I never stopped thinking I should pray, however, so eventually I started praying about praying. I asked God to give me an understanding of prayer that would help me pray. I knew that part of my problem was that intercessory prayer had always been presented to me as an attempt to get God to do something. That didn’t make sense to me. If God was good, as praying people claimed, and if God had the power to act on our behalf, as praying people claimed, then it would be in God’s nature to do whatever was good for us, and I didn’t think God needed me to remind him what needed to be done or to twist his arm into doing it.
What I received as an answer to my prayer about prayer was a visual image of the spiritual realm. In this picture, there were thin wire tubes, not unlike electrical conduits, twisting and turning throughout the spiritual realm, connecting God with people and people with God and people with people (sometimes I see freeways and clover leafs). The loving, healing, transforming, embracing, challenging, pure power of God is flowing out from God all the time along these spiritual conduits (because it is, in fact, God’s nature to be always giving out what is good). But here’s the catch: the conduits along which God’s power flows are made of our prayers. Each prayer we pray creates another conduit along which the power of God can flow into the world that so desperately needs it. I don’t know why our prayers create the conduits. That God would choose to shrink his divine energy into bits of power tiny enough to fit the frail, twisted conduits of prayer we offer seems ludicrous. Perhaps God values teamwork and community far more than we realize. At any rate, according to the picture in my head, that’s just the way things work in the spiritual realm.
So I pray. This morning I sat on my bed, making marks in my journal as I prayed. Each mark was a name or a situation or an event about which I prayed. A friend facing a frightening meeting with her boss at work. A woman searching for a place to stay during a much-needed spiritual and emotional retreat. Another friend discovering the futility of a life lived far from God and family. A relative in a distant country facing homesickness. My son, on the road again. My daughter, facing transition at work. My husband, eyeball-deep in ministry. A young man I met in the grocery store battling with his life as a preacher’s kid.
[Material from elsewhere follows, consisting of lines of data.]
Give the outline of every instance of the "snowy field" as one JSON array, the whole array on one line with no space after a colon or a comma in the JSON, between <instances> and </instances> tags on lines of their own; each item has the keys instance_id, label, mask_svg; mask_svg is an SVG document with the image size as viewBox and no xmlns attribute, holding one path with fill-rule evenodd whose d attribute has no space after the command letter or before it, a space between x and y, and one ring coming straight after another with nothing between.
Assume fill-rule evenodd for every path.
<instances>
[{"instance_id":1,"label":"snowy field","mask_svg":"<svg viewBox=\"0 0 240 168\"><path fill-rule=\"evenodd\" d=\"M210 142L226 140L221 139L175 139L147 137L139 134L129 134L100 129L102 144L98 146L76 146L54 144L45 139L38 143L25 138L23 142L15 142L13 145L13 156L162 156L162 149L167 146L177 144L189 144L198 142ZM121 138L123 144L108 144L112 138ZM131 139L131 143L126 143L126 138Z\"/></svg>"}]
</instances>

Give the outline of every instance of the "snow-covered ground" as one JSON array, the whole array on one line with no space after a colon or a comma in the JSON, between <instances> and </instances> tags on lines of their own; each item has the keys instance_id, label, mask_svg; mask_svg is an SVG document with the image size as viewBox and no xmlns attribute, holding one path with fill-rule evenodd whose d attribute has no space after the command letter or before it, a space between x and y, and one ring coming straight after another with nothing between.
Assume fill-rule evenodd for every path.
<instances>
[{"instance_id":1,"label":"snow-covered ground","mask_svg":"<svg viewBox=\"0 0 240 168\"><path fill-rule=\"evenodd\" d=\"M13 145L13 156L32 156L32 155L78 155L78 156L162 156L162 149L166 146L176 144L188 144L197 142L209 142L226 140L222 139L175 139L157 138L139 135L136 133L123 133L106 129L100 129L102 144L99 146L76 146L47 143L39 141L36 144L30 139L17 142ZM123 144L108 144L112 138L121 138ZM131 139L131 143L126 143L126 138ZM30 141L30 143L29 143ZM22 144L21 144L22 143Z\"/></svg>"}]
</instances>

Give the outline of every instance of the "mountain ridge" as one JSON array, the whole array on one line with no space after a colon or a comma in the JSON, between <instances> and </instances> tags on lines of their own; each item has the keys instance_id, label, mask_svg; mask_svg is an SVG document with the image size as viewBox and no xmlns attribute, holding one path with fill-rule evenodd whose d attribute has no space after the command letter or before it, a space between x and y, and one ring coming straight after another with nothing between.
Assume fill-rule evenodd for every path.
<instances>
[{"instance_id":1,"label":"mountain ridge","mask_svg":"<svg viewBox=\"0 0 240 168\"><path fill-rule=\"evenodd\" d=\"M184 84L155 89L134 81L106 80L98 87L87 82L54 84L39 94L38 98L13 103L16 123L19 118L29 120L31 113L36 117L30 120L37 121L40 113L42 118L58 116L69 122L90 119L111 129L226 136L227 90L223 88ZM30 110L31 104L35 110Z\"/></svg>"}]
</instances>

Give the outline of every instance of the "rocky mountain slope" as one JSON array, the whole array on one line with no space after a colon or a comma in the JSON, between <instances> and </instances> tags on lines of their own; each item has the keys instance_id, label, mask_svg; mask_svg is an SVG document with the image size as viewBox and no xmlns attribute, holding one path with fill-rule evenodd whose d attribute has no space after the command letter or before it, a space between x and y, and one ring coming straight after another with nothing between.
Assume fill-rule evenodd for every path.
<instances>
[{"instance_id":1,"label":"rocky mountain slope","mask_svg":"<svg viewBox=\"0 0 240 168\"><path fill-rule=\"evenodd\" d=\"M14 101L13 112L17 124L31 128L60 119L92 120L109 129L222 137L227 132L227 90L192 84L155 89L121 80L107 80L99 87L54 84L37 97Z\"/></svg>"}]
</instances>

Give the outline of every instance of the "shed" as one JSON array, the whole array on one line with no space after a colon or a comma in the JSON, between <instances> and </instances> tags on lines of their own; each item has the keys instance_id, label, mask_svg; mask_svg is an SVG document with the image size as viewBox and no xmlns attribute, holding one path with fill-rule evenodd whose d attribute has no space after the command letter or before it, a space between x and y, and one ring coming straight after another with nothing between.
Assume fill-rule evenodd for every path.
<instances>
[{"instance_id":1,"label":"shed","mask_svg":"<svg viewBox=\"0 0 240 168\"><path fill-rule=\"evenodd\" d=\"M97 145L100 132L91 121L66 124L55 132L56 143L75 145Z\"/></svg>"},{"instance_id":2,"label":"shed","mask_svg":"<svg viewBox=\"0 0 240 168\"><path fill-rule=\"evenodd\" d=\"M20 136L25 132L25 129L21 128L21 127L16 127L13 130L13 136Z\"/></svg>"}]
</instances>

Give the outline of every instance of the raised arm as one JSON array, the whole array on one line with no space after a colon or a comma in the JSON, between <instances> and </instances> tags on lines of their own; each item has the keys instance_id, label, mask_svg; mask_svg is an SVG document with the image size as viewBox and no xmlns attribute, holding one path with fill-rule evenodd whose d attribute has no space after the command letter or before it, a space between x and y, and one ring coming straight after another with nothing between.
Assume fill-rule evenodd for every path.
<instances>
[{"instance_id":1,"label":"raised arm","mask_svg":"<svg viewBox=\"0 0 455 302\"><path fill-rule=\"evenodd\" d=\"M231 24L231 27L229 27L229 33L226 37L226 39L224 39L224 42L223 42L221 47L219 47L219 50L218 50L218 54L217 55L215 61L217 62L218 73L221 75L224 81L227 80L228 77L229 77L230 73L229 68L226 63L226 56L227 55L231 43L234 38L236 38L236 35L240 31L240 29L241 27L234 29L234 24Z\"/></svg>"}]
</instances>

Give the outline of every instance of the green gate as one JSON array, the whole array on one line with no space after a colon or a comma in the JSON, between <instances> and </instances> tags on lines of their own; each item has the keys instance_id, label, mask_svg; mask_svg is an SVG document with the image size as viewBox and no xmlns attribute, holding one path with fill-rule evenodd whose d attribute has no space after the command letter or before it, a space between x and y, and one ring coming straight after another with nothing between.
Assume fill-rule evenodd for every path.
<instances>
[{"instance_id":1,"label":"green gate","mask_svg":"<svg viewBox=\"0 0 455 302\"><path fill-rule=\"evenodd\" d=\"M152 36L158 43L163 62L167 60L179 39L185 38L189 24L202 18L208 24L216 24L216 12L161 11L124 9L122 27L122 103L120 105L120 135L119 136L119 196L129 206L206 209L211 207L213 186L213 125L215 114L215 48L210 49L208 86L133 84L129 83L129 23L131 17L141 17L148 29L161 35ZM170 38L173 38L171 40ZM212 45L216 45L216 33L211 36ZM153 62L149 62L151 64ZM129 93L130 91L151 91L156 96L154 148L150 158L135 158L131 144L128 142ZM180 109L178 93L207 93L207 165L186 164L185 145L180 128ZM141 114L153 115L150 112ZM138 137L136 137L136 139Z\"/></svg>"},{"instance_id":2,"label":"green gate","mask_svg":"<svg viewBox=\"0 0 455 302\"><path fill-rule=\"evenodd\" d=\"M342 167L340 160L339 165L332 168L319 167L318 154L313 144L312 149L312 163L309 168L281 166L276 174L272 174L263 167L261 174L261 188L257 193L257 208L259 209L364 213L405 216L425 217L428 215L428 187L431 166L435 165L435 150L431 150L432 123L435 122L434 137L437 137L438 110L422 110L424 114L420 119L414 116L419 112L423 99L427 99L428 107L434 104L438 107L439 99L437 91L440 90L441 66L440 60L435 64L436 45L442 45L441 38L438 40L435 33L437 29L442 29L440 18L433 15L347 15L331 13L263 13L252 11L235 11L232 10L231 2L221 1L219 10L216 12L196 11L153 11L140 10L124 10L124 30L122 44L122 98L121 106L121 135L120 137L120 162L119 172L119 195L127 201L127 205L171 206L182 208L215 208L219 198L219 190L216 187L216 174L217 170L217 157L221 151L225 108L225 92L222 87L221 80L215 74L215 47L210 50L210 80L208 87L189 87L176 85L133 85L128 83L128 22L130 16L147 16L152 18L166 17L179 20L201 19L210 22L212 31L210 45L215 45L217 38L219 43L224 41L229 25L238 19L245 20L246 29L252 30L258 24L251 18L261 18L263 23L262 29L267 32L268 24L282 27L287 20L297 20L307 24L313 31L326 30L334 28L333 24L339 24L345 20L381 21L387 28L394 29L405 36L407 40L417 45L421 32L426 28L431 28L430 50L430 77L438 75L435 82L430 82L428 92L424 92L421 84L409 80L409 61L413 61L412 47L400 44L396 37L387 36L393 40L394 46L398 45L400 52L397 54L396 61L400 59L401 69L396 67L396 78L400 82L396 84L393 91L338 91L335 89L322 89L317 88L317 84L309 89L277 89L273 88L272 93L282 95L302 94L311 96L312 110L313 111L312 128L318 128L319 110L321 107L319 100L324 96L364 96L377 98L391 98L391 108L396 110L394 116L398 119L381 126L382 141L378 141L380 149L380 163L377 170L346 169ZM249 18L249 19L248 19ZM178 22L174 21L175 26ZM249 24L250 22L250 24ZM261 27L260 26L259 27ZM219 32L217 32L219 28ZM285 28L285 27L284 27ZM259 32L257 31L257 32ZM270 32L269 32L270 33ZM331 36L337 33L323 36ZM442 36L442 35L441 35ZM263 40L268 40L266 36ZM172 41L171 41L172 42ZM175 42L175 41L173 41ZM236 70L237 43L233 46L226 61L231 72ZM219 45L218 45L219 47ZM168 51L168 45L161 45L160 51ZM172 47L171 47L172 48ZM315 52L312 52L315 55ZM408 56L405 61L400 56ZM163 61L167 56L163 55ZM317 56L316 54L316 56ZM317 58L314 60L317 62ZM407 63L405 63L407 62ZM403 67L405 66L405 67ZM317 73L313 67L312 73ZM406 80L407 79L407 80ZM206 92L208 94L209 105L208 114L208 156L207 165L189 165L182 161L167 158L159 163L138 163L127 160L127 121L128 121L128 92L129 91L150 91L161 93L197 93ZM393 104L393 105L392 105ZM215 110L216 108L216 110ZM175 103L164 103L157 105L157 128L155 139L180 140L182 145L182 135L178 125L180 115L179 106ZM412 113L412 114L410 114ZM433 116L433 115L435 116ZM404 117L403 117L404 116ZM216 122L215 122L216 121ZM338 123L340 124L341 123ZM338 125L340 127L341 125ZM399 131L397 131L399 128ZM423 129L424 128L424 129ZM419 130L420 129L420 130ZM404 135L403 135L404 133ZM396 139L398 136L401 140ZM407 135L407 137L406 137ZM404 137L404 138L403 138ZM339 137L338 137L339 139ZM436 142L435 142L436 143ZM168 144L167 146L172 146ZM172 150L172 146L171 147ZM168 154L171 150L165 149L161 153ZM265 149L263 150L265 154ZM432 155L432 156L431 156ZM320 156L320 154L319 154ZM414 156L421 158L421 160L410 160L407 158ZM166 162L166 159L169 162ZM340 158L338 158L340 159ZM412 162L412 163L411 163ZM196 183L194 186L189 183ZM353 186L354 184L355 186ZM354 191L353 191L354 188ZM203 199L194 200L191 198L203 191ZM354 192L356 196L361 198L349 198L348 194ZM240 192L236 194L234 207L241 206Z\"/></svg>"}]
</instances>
Often I do not know how to pray for people; I mean, I do not know the particular words to say, the specific requests to make on their behalf. I do not need to know that. If God blesses me with specific words to pray for someone I will pray them. If not, I will simply hold that person in the presence of God, lifting them up into the flow of divine power, trusting God’s desire to flow his love through me and to the people I love and to those I hear of who are in need. If this perspective on prayer sounds heretical, or just immature, I’m sorry. Perhaps I ought to be even more embarrassed to reveal how my mind works in this regard than I am. But the fact remains that now I pray earnestly, with faith, believing that prayer makes a huge difference in the way the world operates. I believe, now, that life on earth would be radically different if more people prayed with greater frequency, not because our prayer somehow changes the mind of an indecisive, disinterested God, but because our prayers provide the pathways along which the loving, healing, convicting, transforming power of God can reach into the moments of our lives, can touch our bodies, our minds, our souls, our relationships, our work, our loving. I asked God for understanding and this is what God gave me. Maybe some of us don’t have what it takes to grasp the reality of the invisible realm so God gives us pictures. I’ll not reject the picture just because I wanted something more profound or theologically impressive.